Your Week 39 nutrition and health
Preparing for breastfeeding
When you're 39 weeks pregnant, your body makes final preparations for your baby's first meal.
- Your breasts reach their full size. They might enlarge again after delivery until your milk comes in.
- Your breasts might begin to leak a thick, yellowish milk. This is colostrum. It is packed with nutrients and antibodies to help give your baby a great start.
Plan ahead for your mealtimes
If you are planning to breastfeed, it is more important than ever to be vigilant with your diet. Vitamin D in particular is a nutrient known to be deficient in breast milk. Supplements are needed for your baby to get the 400 IU per day recommended by the AAP.
Important nutrition tips for lactating moms include:
- Continue to eat from the five food groups. Lactating moms can get a food plan of their own at www.choosemyplate.gov.
- Be sure to get 1000 mg of calcium a day.
- Drink approximately 13 cups of water and other beverages per day.
Here’s an easy way to make sure you are getting the nutrients you and your baby need for breastfeeding: Before your baby arrives, try to plan ahead for nutritious meals after she arrives home. If you can, cook and freeze a few simple meals that you quickly can reheat in the oven or microwave. Stock up on nutritious foods and snacks to make mealtime easier with a newborn in the house.

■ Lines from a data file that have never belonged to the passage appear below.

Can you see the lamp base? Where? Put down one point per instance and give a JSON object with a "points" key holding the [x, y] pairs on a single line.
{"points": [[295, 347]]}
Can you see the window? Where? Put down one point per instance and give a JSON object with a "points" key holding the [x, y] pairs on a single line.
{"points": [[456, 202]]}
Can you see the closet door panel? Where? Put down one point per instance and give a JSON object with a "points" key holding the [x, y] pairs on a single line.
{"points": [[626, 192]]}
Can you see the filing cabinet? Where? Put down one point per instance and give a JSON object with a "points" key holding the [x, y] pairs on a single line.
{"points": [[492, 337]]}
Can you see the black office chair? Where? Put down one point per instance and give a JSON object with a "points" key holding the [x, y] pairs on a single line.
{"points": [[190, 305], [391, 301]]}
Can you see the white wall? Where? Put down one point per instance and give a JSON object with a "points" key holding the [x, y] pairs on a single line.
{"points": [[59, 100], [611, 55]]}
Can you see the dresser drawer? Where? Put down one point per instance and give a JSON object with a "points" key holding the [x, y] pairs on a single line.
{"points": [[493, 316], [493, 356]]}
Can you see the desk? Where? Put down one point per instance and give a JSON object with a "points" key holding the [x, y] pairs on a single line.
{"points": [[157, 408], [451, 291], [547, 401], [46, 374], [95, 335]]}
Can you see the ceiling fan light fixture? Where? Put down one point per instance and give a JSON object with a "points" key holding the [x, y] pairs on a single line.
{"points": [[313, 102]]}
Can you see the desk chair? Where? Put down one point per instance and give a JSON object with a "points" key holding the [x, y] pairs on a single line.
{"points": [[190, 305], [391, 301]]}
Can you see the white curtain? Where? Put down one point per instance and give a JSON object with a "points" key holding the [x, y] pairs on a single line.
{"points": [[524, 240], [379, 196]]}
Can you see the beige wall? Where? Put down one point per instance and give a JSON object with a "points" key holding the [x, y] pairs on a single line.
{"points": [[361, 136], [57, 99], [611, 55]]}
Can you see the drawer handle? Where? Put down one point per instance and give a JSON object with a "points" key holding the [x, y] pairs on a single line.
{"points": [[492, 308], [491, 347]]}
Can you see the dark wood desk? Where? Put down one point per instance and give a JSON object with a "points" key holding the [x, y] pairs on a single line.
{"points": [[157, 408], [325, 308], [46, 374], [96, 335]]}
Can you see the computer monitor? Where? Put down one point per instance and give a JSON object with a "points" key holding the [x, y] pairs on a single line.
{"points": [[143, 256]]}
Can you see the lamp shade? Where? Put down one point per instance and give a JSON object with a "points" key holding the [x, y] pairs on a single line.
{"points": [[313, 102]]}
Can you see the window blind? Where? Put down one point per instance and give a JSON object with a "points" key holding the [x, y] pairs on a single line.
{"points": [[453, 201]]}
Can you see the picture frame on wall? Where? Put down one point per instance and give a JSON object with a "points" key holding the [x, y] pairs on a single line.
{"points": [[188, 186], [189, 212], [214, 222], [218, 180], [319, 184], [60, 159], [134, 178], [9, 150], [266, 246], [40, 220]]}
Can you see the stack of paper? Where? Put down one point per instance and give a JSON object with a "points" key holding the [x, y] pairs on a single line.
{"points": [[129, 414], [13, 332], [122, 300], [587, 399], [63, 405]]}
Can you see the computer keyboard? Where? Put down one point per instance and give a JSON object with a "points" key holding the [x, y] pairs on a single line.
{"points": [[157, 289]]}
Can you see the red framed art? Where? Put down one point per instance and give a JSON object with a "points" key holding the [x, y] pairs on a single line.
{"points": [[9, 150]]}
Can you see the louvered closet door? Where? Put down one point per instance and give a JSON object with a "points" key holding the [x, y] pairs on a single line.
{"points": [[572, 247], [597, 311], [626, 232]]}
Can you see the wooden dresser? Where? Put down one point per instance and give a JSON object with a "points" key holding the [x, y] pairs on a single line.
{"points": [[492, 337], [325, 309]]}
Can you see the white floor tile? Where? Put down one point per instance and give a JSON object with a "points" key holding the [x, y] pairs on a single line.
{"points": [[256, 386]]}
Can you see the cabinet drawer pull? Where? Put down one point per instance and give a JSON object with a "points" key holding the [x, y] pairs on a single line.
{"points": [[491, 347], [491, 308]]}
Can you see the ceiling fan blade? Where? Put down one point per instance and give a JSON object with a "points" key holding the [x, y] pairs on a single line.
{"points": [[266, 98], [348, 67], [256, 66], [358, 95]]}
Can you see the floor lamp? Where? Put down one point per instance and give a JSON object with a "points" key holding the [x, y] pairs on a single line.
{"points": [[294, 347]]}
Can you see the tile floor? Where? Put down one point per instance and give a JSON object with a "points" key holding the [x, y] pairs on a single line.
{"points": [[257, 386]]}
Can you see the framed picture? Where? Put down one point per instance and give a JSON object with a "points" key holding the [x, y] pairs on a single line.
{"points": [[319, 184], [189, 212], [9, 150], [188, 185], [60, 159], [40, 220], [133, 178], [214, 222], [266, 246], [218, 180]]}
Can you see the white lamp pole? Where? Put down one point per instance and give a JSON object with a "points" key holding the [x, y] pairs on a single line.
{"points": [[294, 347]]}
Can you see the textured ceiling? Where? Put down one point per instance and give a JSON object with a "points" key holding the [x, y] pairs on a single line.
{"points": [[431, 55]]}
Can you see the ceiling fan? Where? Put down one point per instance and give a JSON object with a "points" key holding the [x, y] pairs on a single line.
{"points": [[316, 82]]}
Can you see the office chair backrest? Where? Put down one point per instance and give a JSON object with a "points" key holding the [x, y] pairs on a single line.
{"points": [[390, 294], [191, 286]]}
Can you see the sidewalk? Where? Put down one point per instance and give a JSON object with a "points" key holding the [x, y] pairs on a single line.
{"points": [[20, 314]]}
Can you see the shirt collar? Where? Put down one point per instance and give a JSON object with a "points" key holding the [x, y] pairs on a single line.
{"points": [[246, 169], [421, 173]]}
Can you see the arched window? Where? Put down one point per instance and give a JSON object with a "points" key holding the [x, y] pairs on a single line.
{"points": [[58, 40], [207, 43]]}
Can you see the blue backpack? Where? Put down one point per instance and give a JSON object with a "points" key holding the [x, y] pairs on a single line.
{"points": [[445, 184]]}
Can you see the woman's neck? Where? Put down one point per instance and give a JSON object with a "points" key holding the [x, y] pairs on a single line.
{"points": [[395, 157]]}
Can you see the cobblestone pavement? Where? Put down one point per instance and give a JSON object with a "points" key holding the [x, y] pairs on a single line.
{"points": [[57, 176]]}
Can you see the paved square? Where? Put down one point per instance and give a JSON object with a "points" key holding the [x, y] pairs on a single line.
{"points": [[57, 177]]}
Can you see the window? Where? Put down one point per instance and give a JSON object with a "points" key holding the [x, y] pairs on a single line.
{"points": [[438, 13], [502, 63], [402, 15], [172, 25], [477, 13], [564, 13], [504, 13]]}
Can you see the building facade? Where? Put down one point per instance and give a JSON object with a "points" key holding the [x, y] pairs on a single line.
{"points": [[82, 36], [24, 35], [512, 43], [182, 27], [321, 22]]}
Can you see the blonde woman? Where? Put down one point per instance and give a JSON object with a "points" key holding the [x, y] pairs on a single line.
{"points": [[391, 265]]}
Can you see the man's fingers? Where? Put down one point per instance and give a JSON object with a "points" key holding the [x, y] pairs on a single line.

Are these real contractions?
When you're 39 weeks pregnant, contractions could be the real thing. Learn more about contractions so you can distinguish the real ones from the false ones.
- Contractions occur when the uterus tightens and relaxes.
- Some contractions are called Braxton-Hicks contractions. These contractions are called false labor, and they help your body practice for the real thing.
- Sometimes contractions stop altogether.
- You can use a stopwatch or clock to time the contractions when they start. Call your doctor when they occur closer together, intensify, or last longer.
- During a contraction, you will feel pressure and pain in your lower back and abdomen.
- Your abdomen will tighten.
- Between contractions, your abdomen and uterus will relax.
- Contractions help your baby travel through the vagina.